The way I think about it all is quite simple: art asks questions, it doesn’t provide answers. Art gives the experiencer space to bring forth their own answers. I don’t believe I owe anyone more than the space to do that for themselves, whatever their answer happens to be to my art.

What my experiments trying to get text out of Twitter and into ChatGPT taught me is that Twitter has made programming changes lately, which greatly complicate this sort of task. One of them is that you can’t view search pages or hashtag pages without an account anymore. You get pushed into the login flow. Once you’re in though, you also can’t easily extract all the text on a page, for example. I’m not a programmer, but it seems to only let you copy the text of whatever is in the current browser frame; and you cannot print the page to PDF, to pull text out there. You end up with a bunch of blank pages and a few lines of text. 

So for now, doing this kind of text filtration manually, you’d have to copy-paste many times between Twitter & ChatGPT, scroll, copy, scroll, copy, etc. It’s doable, but you’re still pretty exposed to all the mean tweets, which sorta defeats the purpose of using AI as a technology to reduce human suffering. Obviously, the net result of these changes is that Twitter wants all outside analysis of the Twitterverse to be run through their paid API. Paying one of the world’s biggest trolls and harassers as a gatekeeper to see what all the other trolls and harassers are doing on his platform doesn’t sound like a fair or wise transaction to me spiritually.

Fortunately, you can still freely copy and paste from “normal” web pages on other sites like Reddit, or in the comments sections of articles, etc. Apart from the more virulent responses which seem to be a specialty of Twitter users, most of those other sources in my case contained basically the same commentary about my work (much of which I’ve already responded to on my blog), and served in the end as more useful texts for actually extracting actionable feedback from people talking about my books and the societal issues it brought up for them. 

In the end, this boils down to: how much are you willing to actually pay Twitter for their API in order to go and fetch the “angry data set,” and then pay OpenAI or Anthropic for their API to interpret it? Let’s reframe that more broadly: how much is removing meanness worth to us each personally or societally as a product, as a service? Is it worth one content moderator’s life? Is it worth ten thousand? A hundred thousand casualties? 
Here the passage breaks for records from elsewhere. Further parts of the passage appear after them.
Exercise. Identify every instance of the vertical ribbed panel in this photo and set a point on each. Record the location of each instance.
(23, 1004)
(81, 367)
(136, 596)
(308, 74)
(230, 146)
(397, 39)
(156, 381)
Could we use AI in a transparent and equitable way so that real human people don’t have to wreck their minds and emotional balance just so to keep all these web platforms running online? 

Maybe, just maybe, we could. We won’t know until we try. 

While we’re at it, we could also just try a little kindness, or else failing that try simply not spewing our trash all over each other. That might go a long long way all on its own. Then we might not even need to burden AI with all of this to begin with.